No one called it a PDSA cycle.

But that’s exactly what it was.

The Cypher Was Always a Lab

Hip-hop taught the same lessons—just with more style.

The cypher was a sacred space for improvement.

Everyone brought their 16. You tested your flow. Adjusted your cadence. Listened, responded, sharpened.

Feedback was immediate. Sometimes brutal. Always honest.

But it was rooted in love—for the craft and for each other.

Crews didn’t move as individuals. They moved as a unit. One person’s growth elevated everyone.

That was alignment.
That was accountability.
That was collective measurement of progress.

We didn’t need a framework to tell us how to get better.

We were already doing it.

When This Shows Up in Professional Spaces

This isn’t just theory. I’ve seen what happens when this way of improving is made intentional in professional spaces.

At Deeper Learning, I facilitated a session where we used games and shared experiences to help educators understand the process of improvement. We didn’t start with frameworks, we started with people. Their instincts. Their collaboration. Their ability to test and learn in real time.

What emerged wasn’t confusion. It was clarity.

People realized they already knew how to do this work.

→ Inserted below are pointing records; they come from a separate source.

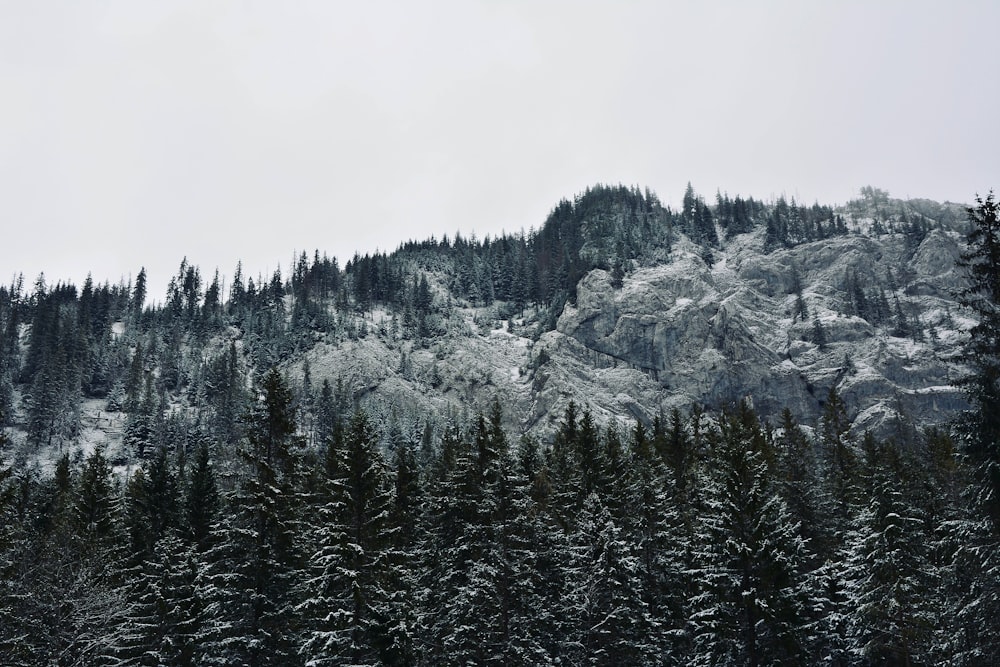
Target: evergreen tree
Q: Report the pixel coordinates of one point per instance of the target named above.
(982, 295)
(752, 606)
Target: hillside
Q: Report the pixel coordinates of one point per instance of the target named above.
(646, 311)
(731, 434)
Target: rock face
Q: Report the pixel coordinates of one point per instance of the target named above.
(683, 332)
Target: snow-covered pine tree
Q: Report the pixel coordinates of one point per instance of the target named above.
(753, 599)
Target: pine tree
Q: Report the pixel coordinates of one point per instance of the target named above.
(982, 295)
(752, 605)
(890, 619)
(249, 588)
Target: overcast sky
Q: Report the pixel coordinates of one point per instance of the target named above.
(137, 133)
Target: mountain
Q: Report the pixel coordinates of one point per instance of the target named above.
(617, 303)
(729, 434)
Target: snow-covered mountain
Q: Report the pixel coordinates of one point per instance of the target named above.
(869, 312)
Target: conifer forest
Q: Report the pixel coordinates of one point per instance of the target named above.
(186, 479)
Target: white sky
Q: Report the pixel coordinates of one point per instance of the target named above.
(136, 133)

I saw it again while serving as a back-to-back advisor for a chronic absenteeism problem of practice at the Summit on Improvement in Education. We brought together educators from across the world to grapple with the same challenge.

What moved the work forward wasn’t just tools or protocols, it was the community. The willingness to be honest, to share, to test ideas together, and to stay committed to the problem as a collective.

In both spaces, the breakthrough wasn’t learning something entirely new.

It was recognizing what was already there, and building on it together.

So Why Does It Feel So Rigid Now?

Somewhere along the way, improvement got packaged.

It became something you had to learn instead of something you could recognize, something as familiar as a head nod when passing someone on the street.

It started to feel like you had to choose:

  • Between joy and rigor
  • Between culture and measurement
  • Between being human and being effective

But that’s a false choice.

Teams don’t have to sacrifice humanity to get results. They don’t have to deny or downplay who they are.

In fact, the opposite is true.

The best improvement happens when people feel seen, valued, and connected to the work.

When they understand not just what they’re doing, but why it matters, and who it impacts.

Belonging isn’t separate from improvement.

It’s what makes it work.

Research Confirms This, But Didn’t Invent It

The field of improvement science tells us that:

  • People learn best when they learn together
  • Small tests of change lead to meaningful results
  • Systems improve when problems are shared, not isolated

Scholars like Bryk, Gomez, and Wenger have studied this for years.

But for many of us, this isn’t new information.

It’s familiar.

Because we’ve lived it.

Improvement Is the Work of Community

At its core, improvement is about how people come together to solve problems.

It’s about:

  • Trust
  • Shared responsibility
  • Collective learning
  • And the belief that we can get better, together

It’s the same energy that lives in a Crew circle.
The same energy at a Sunday brunch over Spades and Dominoes.
The same energy in a cypher.

It’s not separate from culture.

It is culture.

It Never Did

If we want real, lasting change in our schools, organizations, and systems, we don’t need to invent something entirely new.

We need to recognize what already exists.

We need to expand our understanding of what “counts” as improvement, and make space for the many ways it shows up across communities, languages, and lived experiences.

Because improvement doesn’t belong to one field, one framework, or one way of knowing.

Improvement isn’t owned by institutions.

It lives in the way people:

  • Take care of each other
  • Solve problems together
  • Test what works
  • And keep going

Long before it was written down, it was practiced.

Long before it was studied, it was lived.

Improvement was never new.
We just started calling it something else.